En Aquel tiempo, entre los que habían venido a celebrar la fiesta había algunos gentiles; éstos acercándose a Felipe, el de Betsaida de Galilea, le rogaban:
– Señor, quisiéramos ver a Jesús.
Felipe fue a decírselo a Andrés; y Andrés y Felipe fueron a decírselo a Jesús. Jesús les contestó:
Ha llegado la hora de que sea glorificado el Hijo del Hombre. Os lo aseguro, que si el grano de trino no cae en tierra y muere, queda infecundo; pero si muere, da mucho fruto. El que se ama a sí mismo, se pierde, y el que se aborrece a sí mismo, se guardará para la vida eterna. El que quiera servirme, que me siga y donde esté yo, allí también estará mi servidor; a quien me sirva el Padre le premiará. Ahora mi alma está agitada y, ¿qué diré?: Padre líbrame de esta hora. Pero si por esto he venido, para esta hora. Padre glorifica tu nombre.
Entonces vino una voz del cielo:
Lo he glorificado y volveré a glorificarlo.
La gente que estaba allí y lo oyó decía que había sido un trueno; otros decían que le había hablado un ángel.
Jesús tomó la palabra y dijo:
Esta voz no ha venido por mí, sino por vosotros. Ahora va a ser juzgado el mundo; ahora el Príncipe de este mundo va a ser echado fuera. Y cuando yo sea elevado sobre la tierra atraeré a todos hacia mí.
Esto lo decía dando a entender la muerte de que iba a morir.
Palabra del Señor.


Anthony de Mello en uno de sus libros cuenta que un sacerdote estaba harto de una señora muy devota que día tras día venía a contarle las revelaciones que Dios personalmente le hacía. La buena señora entraba en comunicación directa con el cielo y recibía mensaje tras mensaje. El cura, queriendo descubrir lo que había de superstición en aquellas supuestas revelaciones, dijo a la mujer:
– Mira, la próxima vez que veas a Dios dile, para que yo esté seguro de que es Él quien te habla, que te diga cuáles son mis pecados, esos que sólo yo conozco.
El cura pensó que así la mujer callaría para siempre. Pero a los pocos días apareció de nuevo la beata.
– ¿Hablaste con Dios?
-Sí.
– ¿Y te dijo mis pecados?
– Me dijo que no me los podía decir porque los había olvidado.
Al oír esta respuesta el sacerdote no pudo concluir si las apariciones eran verdaderas o eran falsas. Pero descubrió que la teología de aquella buena mujer era profunda; porque la verdad es que Dios no sólo perdona los pecados de los hombres, sino que una vez perdonados los olvida, es decir los perdona del todo.

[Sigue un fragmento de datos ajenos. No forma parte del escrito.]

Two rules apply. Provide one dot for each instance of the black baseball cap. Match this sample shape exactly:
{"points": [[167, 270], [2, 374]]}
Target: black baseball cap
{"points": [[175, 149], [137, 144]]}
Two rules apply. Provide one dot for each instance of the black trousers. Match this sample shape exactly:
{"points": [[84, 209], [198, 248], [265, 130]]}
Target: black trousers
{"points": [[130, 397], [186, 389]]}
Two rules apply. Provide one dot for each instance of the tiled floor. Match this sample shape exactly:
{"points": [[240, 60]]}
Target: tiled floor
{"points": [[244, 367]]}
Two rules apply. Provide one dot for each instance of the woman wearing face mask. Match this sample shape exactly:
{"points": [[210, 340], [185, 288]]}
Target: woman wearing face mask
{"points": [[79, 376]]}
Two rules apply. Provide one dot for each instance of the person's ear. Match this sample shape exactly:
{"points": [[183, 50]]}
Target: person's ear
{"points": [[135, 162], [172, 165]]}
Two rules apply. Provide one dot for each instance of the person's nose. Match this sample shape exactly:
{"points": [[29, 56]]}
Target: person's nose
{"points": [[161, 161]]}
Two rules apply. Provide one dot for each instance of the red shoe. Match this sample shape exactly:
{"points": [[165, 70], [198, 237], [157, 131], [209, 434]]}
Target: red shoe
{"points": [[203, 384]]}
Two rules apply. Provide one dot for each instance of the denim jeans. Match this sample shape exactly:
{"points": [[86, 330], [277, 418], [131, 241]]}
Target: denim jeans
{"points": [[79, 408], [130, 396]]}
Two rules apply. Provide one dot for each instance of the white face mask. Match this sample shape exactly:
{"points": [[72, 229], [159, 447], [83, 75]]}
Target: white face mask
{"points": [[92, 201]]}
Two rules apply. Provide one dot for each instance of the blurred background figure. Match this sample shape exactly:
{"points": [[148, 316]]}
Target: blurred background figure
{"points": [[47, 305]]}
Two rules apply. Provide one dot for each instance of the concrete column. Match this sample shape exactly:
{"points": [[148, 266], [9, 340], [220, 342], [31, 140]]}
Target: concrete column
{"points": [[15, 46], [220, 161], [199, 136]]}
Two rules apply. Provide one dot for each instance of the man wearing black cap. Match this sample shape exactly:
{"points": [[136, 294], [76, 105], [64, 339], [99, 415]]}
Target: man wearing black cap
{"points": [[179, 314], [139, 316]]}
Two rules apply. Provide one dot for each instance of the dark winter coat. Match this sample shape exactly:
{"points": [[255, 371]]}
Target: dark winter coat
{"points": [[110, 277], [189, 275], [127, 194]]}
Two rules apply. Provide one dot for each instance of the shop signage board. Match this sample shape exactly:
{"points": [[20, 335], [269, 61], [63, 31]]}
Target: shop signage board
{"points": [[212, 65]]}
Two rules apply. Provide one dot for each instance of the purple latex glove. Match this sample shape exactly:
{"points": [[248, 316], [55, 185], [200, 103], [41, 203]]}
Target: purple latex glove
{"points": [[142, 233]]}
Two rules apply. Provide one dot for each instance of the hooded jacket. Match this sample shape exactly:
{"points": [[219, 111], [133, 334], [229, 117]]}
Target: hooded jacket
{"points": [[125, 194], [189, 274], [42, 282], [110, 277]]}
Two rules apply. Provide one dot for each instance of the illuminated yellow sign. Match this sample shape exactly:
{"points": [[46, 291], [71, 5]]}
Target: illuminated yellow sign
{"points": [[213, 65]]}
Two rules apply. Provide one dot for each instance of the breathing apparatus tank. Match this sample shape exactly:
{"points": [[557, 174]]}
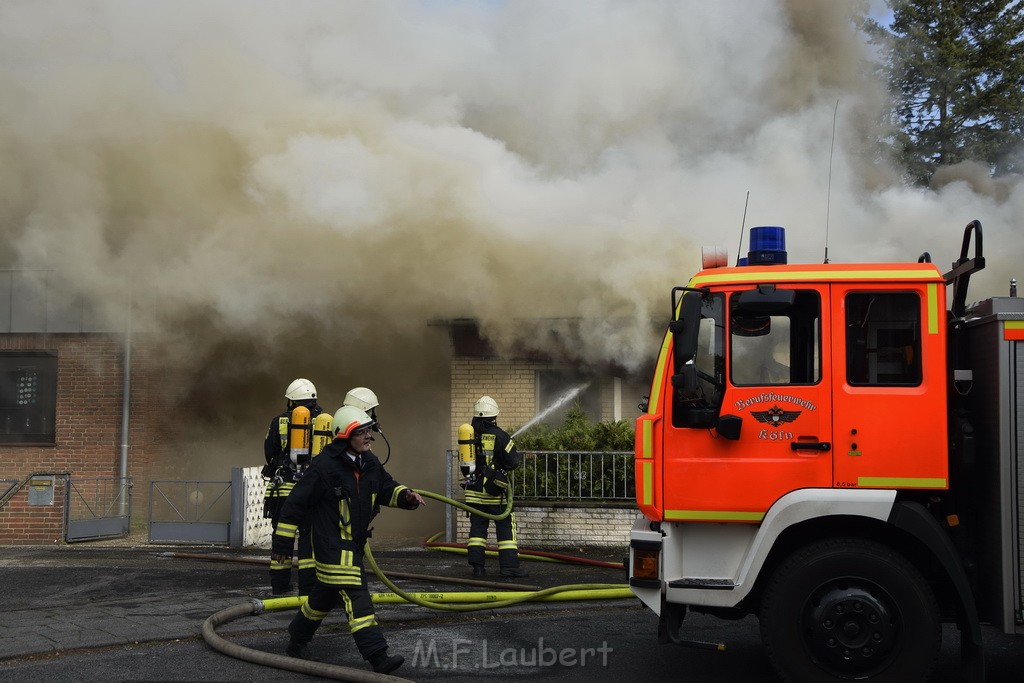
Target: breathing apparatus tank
{"points": [[467, 450], [299, 433]]}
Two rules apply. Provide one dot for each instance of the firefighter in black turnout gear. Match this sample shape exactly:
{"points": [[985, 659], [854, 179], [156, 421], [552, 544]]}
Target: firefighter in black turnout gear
{"points": [[288, 450], [486, 488], [340, 494]]}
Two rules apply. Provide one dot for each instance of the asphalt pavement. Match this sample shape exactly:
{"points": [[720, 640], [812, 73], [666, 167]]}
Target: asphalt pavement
{"points": [[127, 610], [67, 605]]}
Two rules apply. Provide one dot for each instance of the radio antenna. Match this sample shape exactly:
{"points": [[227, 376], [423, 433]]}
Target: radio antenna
{"points": [[832, 150], [742, 226]]}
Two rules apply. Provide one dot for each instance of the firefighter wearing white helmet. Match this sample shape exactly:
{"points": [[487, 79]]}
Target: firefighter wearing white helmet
{"points": [[293, 438], [495, 456], [341, 493]]}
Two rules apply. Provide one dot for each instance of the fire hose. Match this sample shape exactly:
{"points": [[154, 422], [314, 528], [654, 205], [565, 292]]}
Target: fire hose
{"points": [[458, 602]]}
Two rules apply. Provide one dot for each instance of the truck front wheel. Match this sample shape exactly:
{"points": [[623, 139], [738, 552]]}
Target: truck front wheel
{"points": [[850, 609]]}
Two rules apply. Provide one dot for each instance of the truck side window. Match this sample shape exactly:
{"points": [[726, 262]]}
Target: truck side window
{"points": [[779, 348], [700, 410], [883, 339]]}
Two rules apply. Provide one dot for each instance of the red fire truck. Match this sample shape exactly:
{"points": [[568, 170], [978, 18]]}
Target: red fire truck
{"points": [[834, 449]]}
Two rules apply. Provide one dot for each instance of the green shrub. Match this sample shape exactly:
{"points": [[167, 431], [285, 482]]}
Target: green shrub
{"points": [[578, 432], [571, 474]]}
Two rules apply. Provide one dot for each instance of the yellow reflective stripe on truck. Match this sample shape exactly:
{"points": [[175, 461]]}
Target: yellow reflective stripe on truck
{"points": [[647, 485], [933, 308], [902, 482], [713, 515], [783, 274], [655, 387]]}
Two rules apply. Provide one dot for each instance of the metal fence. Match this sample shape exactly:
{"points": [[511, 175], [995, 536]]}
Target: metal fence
{"points": [[189, 511], [97, 508], [566, 475]]}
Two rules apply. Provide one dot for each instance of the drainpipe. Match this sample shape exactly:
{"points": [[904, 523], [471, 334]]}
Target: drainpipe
{"points": [[125, 404]]}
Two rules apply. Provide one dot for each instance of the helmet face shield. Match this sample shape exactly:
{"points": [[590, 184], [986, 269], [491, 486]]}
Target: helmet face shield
{"points": [[301, 389], [363, 398], [348, 419]]}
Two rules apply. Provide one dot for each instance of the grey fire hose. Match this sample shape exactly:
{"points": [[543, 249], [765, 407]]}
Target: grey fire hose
{"points": [[320, 669]]}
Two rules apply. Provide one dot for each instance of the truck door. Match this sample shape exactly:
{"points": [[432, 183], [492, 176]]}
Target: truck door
{"points": [[766, 361], [890, 396]]}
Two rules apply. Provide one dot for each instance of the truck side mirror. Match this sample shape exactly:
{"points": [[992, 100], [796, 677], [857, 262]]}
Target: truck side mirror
{"points": [[728, 426], [685, 328]]}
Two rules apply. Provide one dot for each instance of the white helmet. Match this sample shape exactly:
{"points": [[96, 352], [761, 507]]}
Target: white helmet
{"points": [[485, 408], [363, 398], [300, 389], [348, 419]]}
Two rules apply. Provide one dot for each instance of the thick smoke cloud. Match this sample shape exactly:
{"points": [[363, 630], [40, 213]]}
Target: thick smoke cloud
{"points": [[262, 175]]}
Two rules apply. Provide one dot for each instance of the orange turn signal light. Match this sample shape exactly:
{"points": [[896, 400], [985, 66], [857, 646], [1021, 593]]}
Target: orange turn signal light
{"points": [[644, 563]]}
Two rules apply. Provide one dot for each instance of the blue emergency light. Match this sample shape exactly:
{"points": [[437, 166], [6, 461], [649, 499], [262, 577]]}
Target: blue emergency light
{"points": [[767, 246]]}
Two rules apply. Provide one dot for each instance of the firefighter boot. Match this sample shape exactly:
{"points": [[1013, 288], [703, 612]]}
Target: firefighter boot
{"points": [[384, 663]]}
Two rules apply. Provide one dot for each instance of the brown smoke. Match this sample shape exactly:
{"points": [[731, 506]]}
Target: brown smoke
{"points": [[300, 188]]}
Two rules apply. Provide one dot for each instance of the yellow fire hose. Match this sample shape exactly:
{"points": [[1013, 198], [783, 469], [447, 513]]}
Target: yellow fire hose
{"points": [[458, 601]]}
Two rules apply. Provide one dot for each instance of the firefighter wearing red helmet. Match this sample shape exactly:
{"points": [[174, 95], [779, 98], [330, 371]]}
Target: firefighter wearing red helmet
{"points": [[485, 491], [340, 495]]}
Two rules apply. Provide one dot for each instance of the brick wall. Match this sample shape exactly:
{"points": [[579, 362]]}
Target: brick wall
{"points": [[90, 378], [511, 383]]}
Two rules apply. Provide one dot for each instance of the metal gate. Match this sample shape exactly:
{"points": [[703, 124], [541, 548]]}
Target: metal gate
{"points": [[97, 508], [189, 511]]}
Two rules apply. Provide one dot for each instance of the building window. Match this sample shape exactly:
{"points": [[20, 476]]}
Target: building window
{"points": [[557, 391], [28, 396]]}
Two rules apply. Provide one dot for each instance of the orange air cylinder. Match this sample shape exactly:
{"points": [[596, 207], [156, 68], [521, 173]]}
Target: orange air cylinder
{"points": [[299, 435]]}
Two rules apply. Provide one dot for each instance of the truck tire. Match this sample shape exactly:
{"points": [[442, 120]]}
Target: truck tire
{"points": [[850, 609]]}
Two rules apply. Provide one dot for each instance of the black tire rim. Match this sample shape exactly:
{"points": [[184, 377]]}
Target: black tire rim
{"points": [[851, 628]]}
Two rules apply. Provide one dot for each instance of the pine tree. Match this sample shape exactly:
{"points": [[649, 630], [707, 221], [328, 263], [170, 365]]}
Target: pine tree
{"points": [[956, 72]]}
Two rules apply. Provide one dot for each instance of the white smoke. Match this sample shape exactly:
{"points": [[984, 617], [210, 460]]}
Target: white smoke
{"points": [[393, 163]]}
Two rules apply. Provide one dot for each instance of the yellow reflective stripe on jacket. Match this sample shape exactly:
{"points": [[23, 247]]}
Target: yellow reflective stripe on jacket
{"points": [[280, 491], [487, 446], [481, 498], [286, 530], [394, 496], [344, 522], [338, 574]]}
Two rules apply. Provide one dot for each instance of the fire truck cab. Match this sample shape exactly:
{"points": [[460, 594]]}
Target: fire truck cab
{"points": [[816, 451]]}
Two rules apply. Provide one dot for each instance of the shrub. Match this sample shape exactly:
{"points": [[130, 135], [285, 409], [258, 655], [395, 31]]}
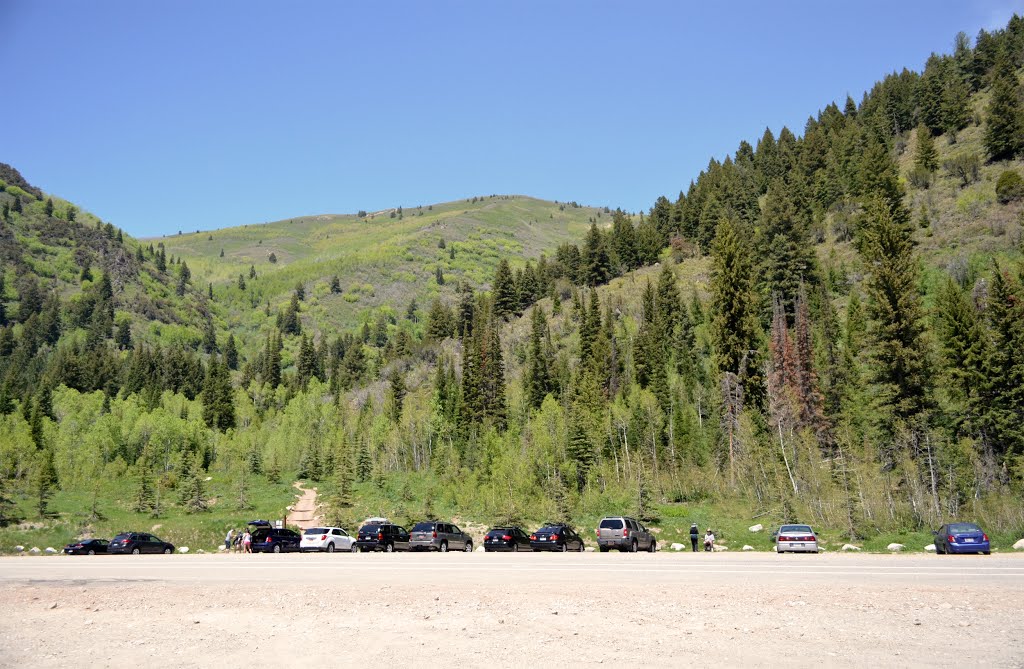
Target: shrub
{"points": [[1010, 186]]}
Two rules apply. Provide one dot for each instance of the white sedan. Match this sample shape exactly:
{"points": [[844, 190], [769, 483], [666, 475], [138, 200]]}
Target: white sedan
{"points": [[326, 540]]}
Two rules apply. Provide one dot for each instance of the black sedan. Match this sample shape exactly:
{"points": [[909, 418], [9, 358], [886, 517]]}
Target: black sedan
{"points": [[560, 538], [138, 542], [506, 539], [86, 547]]}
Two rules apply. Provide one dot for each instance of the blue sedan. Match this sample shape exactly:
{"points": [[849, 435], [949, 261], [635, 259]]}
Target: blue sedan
{"points": [[961, 538]]}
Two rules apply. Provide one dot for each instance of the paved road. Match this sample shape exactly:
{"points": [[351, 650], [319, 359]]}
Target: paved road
{"points": [[667, 610], [527, 569]]}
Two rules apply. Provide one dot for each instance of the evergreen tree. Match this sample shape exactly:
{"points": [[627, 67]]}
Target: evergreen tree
{"points": [[1005, 115]]}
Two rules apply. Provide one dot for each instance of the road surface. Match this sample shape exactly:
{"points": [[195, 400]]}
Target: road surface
{"points": [[474, 610]]}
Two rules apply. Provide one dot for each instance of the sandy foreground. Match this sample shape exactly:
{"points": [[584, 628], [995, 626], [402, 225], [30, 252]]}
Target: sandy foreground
{"points": [[504, 610]]}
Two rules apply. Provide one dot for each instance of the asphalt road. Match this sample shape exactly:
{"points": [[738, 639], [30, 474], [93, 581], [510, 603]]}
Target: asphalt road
{"points": [[666, 610]]}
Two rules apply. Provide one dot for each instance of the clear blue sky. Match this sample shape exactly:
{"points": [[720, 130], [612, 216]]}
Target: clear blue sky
{"points": [[185, 115]]}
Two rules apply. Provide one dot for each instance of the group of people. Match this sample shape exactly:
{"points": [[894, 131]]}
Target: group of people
{"points": [[241, 541], [709, 538]]}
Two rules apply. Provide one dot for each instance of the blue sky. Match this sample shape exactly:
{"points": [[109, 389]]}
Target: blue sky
{"points": [[185, 115]]}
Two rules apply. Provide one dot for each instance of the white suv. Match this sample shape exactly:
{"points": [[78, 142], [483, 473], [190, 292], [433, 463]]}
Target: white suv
{"points": [[326, 539]]}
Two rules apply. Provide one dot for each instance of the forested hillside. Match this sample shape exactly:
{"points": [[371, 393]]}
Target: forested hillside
{"points": [[826, 328]]}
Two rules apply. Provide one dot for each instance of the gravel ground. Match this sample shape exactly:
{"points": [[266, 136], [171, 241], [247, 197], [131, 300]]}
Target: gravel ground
{"points": [[503, 610]]}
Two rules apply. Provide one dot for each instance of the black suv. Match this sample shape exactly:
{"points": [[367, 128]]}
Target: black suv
{"points": [[386, 537], [556, 537], [138, 542], [275, 540]]}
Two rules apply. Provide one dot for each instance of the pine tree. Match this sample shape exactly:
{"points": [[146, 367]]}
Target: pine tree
{"points": [[1005, 116], [926, 157]]}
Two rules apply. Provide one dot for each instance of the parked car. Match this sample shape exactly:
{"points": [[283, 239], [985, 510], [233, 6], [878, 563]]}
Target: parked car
{"points": [[386, 537], [138, 542], [796, 539], [326, 540], [506, 539], [439, 536], [962, 538], [625, 534], [555, 537], [275, 540], [86, 547]]}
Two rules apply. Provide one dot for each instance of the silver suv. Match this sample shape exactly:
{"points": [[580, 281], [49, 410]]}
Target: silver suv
{"points": [[624, 533], [439, 536]]}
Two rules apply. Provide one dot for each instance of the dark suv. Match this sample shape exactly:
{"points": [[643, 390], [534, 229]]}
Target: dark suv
{"points": [[386, 537], [275, 540], [138, 542], [624, 533], [556, 537], [439, 536]]}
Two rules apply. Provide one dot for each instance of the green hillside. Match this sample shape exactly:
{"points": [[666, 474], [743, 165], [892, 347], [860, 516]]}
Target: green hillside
{"points": [[825, 328]]}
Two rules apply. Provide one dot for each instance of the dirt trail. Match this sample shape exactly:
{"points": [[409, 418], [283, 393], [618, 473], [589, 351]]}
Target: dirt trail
{"points": [[303, 512]]}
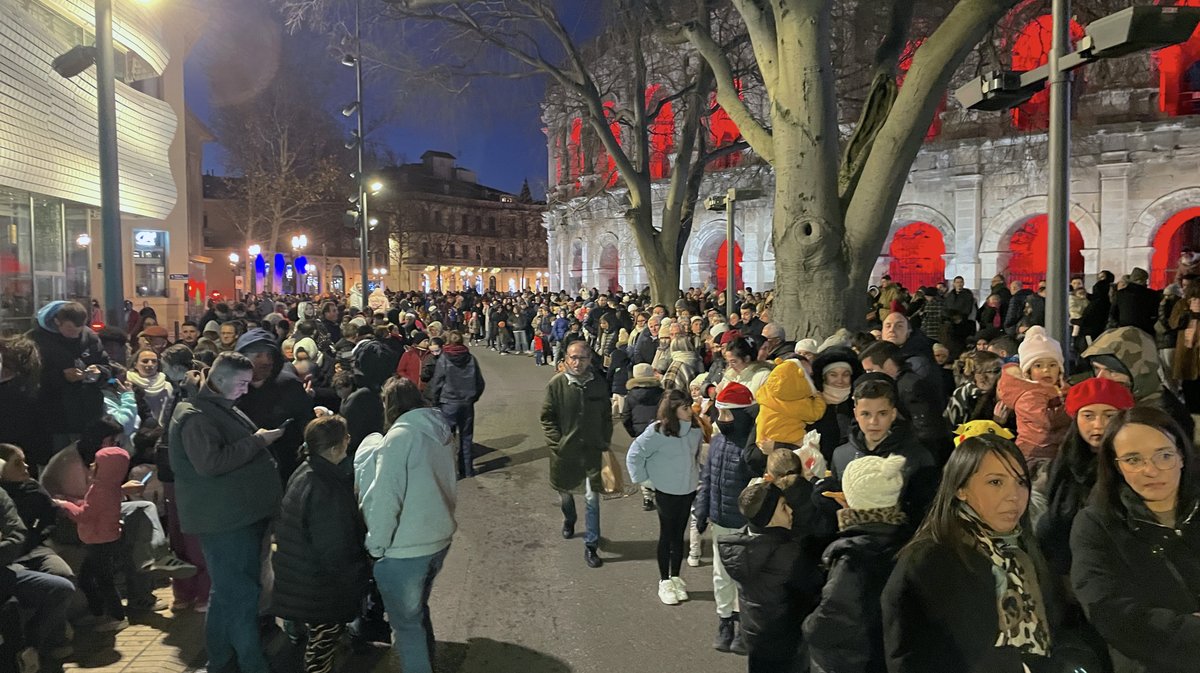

Cristo, al morir, nos enseña el lado bueno de la cruz: la alianza nueva que Dios quiere y desea definitivamente para el hombre y que viene sellada por su sangre.
A nosotros no se nos pide tanto; no desea el Señor que seamos clavados en una cruz (aunque sería bueno que sacrificáramos aquello que nos impide llegarnos hasta Él); no nos exige que seamos lapidados públicamente (aunque sería muy positivo que defendiésemos nuestras convicciones religiosas y morales allá donde estemos presentes); no pretende vernos coronados por espinas o traspasados por lanzas (aunque, qué bueno sería, que fuésemos conscientes de que la fe conlleva riesgos, incomprensiones, soledades).
El Evangelio de este domingo V de cuaresma nos acerca a la verdadera figura de Jesucristo. ¿Somos conscientes de que también nosotros hemos de saber renunciar a algo para que la obra de Dios toque a su fin?